The most frequently reported post-marketing adverse event not observed in clinical trials was peripheral edema.
Serotonin syndrome: Cases of serotonin syndrome, a potentially life-threatening condition, have been reported during concomitant use of opioids with serotonergic drugs.
Adrenal insufficiency: Cases of adrenal insufficiency have been reported with opioid use, more often following greater than one month of use.
Anaphylaxis: Anaphylaxis has been reported with ingredients contained in ZUBSOLV.
Read the Zubsolv (buprenorphine and naloxone sublingual tablets) Side Effects Center for a complete guide to possible side effects
Cytochrome P-450 3A4 (CYP3A4) Inhibitors And Inducers
Buprenorphine is metabolized to norbuprenorphine primarily by cytochrome CYP3A4; therefore, potential interactions may occur when ZUBSOLV sublingual tablets are given concurrently with agents that affect CYP3A4 activity.

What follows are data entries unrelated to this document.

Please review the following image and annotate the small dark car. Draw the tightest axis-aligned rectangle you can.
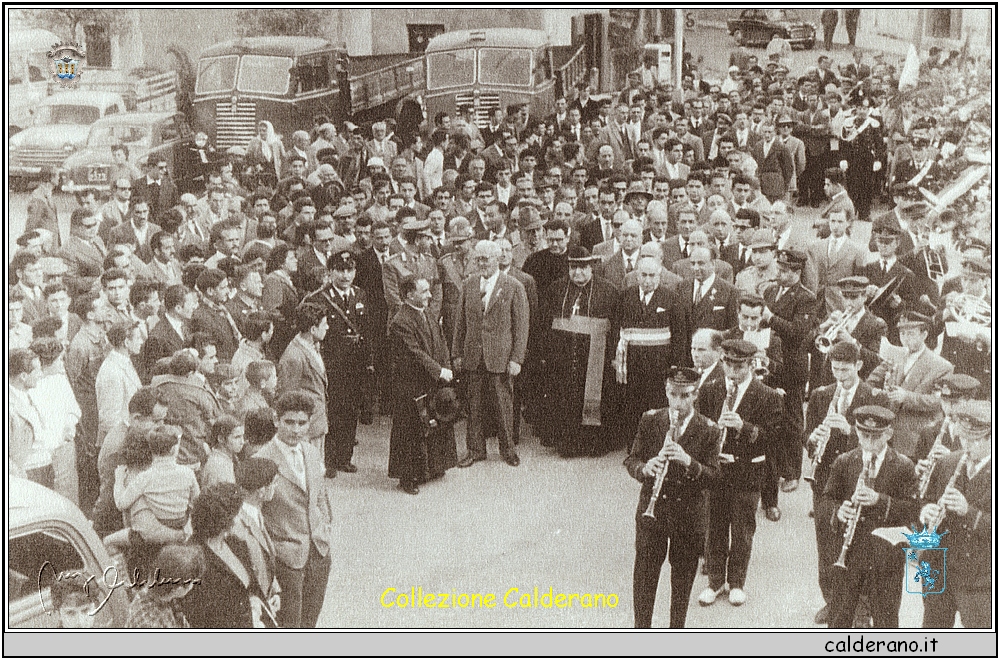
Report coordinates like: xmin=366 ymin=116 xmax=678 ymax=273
xmin=726 ymin=9 xmax=816 ymax=49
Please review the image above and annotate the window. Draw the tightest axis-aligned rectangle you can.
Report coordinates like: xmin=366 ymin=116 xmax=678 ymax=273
xmin=479 ymin=48 xmax=532 ymax=87
xmin=236 ymin=55 xmax=292 ymax=94
xmin=427 ymin=48 xmax=476 ymax=89
xmin=194 ymin=55 xmax=239 ymax=94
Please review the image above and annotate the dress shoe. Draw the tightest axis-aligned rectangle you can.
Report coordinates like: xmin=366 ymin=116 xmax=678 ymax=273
xmin=458 ymin=454 xmax=486 ymax=467
xmin=698 ymin=584 xmax=729 ymax=607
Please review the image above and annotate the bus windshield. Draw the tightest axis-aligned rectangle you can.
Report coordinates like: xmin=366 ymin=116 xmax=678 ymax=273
xmin=427 ymin=48 xmax=476 ymax=89
xmin=195 ymin=55 xmax=238 ymax=94
xmin=479 ymin=48 xmax=531 ymax=87
xmin=236 ymin=55 xmax=292 ymax=94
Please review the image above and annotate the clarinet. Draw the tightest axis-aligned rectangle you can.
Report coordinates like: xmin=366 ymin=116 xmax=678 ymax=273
xmin=930 ymin=452 xmax=969 ymax=530
xmin=642 ymin=410 xmax=677 ymax=519
xmin=833 ymin=458 xmax=871 ymax=569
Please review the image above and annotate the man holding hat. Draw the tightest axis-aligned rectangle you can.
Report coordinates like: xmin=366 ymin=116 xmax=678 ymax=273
xmin=804 ymin=341 xmax=889 ymax=624
xmin=763 ymin=250 xmax=817 ymax=502
xmin=816 ymin=406 xmax=919 ymax=628
xmin=536 ymin=246 xmax=619 ymax=457
xmin=303 ymin=249 xmax=375 ymax=477
xmin=920 ymin=400 xmax=994 ymax=628
xmin=625 ymin=367 xmax=721 ymax=628
xmin=697 ymin=339 xmax=787 ymax=606
xmin=868 ymin=312 xmax=955 ymax=457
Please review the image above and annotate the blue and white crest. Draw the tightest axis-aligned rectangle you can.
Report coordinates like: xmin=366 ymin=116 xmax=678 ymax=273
xmin=903 ymin=526 xmax=948 ymax=598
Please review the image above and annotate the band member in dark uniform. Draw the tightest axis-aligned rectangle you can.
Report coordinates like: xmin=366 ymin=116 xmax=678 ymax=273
xmin=816 ymin=406 xmax=919 ymax=628
xmin=805 ymin=341 xmax=889 ymax=624
xmin=305 ymin=250 xmax=375 ymax=477
xmin=542 ymin=246 xmax=619 ymax=456
xmin=761 ymin=250 xmax=818 ymax=508
xmin=625 ymin=367 xmax=721 ymax=628
xmin=697 ymin=339 xmax=787 ymax=605
xmin=615 ymin=257 xmax=675 ymax=454
xmin=920 ymin=401 xmax=994 ymax=628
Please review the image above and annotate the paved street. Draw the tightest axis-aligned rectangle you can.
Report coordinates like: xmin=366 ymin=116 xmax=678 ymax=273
xmin=319 ymin=418 xmax=922 ymax=628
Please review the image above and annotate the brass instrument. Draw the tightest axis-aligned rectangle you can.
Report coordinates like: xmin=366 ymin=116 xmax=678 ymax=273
xmin=802 ymin=383 xmax=842 ymax=483
xmin=917 ymin=417 xmax=951 ymax=499
xmin=816 ymin=309 xmax=850 ymax=355
xmin=642 ymin=410 xmax=677 ymax=518
xmin=833 ymin=458 xmax=871 ymax=568
xmin=927 ymin=452 xmax=969 ymax=530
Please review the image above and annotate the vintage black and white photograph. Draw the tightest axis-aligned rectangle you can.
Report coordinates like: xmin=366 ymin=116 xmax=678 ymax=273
xmin=5 ymin=5 xmax=996 ymax=644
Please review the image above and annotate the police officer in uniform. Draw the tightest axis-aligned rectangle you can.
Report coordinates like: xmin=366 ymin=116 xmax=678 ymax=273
xmin=625 ymin=367 xmax=721 ymax=628
xmin=303 ymin=250 xmax=375 ymax=477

The concomitant use of ZUBSOLV sublingual tablet with CYP3A4 inhibitors (e.g., azole antifungals such as ketoconazole, macrolide antibiotics such as erythromycin, and HIV protease inhibitors) should be monitored and may require dose-reduction of one or both agents.
The interaction of buprenorphine with CYP3A4 inducers has not been studied; therefore, it is recommended that patients receiving ZUBSOLV sublingual tablets be monitored for signs and symptoms of opioid withdrawal if inducers of CYP3A4 (e.g., efavirenz, phenobarbital, carbamazepine, phenytoin, rifampicin) are co-administered [see CLINICAL PHARMACOLOGY].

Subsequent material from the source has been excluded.